The strengths of the present study include a large database of electronic health records from 2 large acute‐care hospitals in a setting different from the original derivation cohort population. In addition, standardized abstraction instruments were used by trained personnel to extract the relevant independent clinical risk factors in the validation population. Moreover, the number of VTE events in both cases and controls were sufficiently robust to allow assessment of both the discrimination and the calibration of each VTE risk score of the model. A limitation of the present study is its retrospective design, which may have introduced bias in terms of practice patterns by admission year and hospital. This was minimized by ensuring that the control group was adjusted both for hospital and year of admission. Another limitation is the use of administrative database analysis based on ICD‐9 codes, which may lack specificity in identifying VTE events; however, all VTE events were confirmed by chart review.

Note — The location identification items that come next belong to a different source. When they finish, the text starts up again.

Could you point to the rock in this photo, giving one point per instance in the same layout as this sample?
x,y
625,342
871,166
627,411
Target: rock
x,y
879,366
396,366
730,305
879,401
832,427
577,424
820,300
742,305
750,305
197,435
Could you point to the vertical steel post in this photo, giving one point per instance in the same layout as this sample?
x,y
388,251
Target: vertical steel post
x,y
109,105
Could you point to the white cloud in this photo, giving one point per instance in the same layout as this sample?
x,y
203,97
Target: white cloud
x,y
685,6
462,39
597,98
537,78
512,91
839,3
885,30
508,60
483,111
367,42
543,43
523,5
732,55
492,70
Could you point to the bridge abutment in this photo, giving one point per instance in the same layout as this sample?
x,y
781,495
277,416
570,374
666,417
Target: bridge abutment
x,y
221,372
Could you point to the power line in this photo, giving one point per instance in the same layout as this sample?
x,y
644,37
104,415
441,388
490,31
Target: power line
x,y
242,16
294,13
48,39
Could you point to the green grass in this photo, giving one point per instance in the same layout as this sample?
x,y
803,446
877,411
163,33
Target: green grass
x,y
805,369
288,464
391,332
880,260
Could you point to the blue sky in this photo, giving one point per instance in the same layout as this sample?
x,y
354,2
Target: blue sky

There is a small possibility that some small number of missing VTE events were overlooked, but given the strict methodology of the abstraction process, this is unlikely and would bias in favor of improved calibration over the original derivation cohort. In addition, difficulties abstracting based on administrative data may have resulted in unintended exclusion of VTE events, although these conservative estimates were based on strict methodology. This appears to be confirmed by the overall lower VTE risk, especially for those with higher IMPROVE VTE risk scores, compared with the derivation population; however this should not have influenced the relative weights and estimates between risk scores. Furthermore, we acknowledge the difficulty of establishing immobility criteria during the abstraction process, but we used electronic nursing notes and physical therapy notes to specify immobility status at a patient‐chart level. The present analysis excluded patients who died during hospitalization; the original analysis did not, which also may have affected overall study estimates. Finally, the stroke population was not included in the present validation study, compared with the derivation cohort, because it was felt this group was sufficiently different to warrant a separate validation study. This approach may have contributed to the lower overall VTE risk seen in the validation population compared with the derivation cohort.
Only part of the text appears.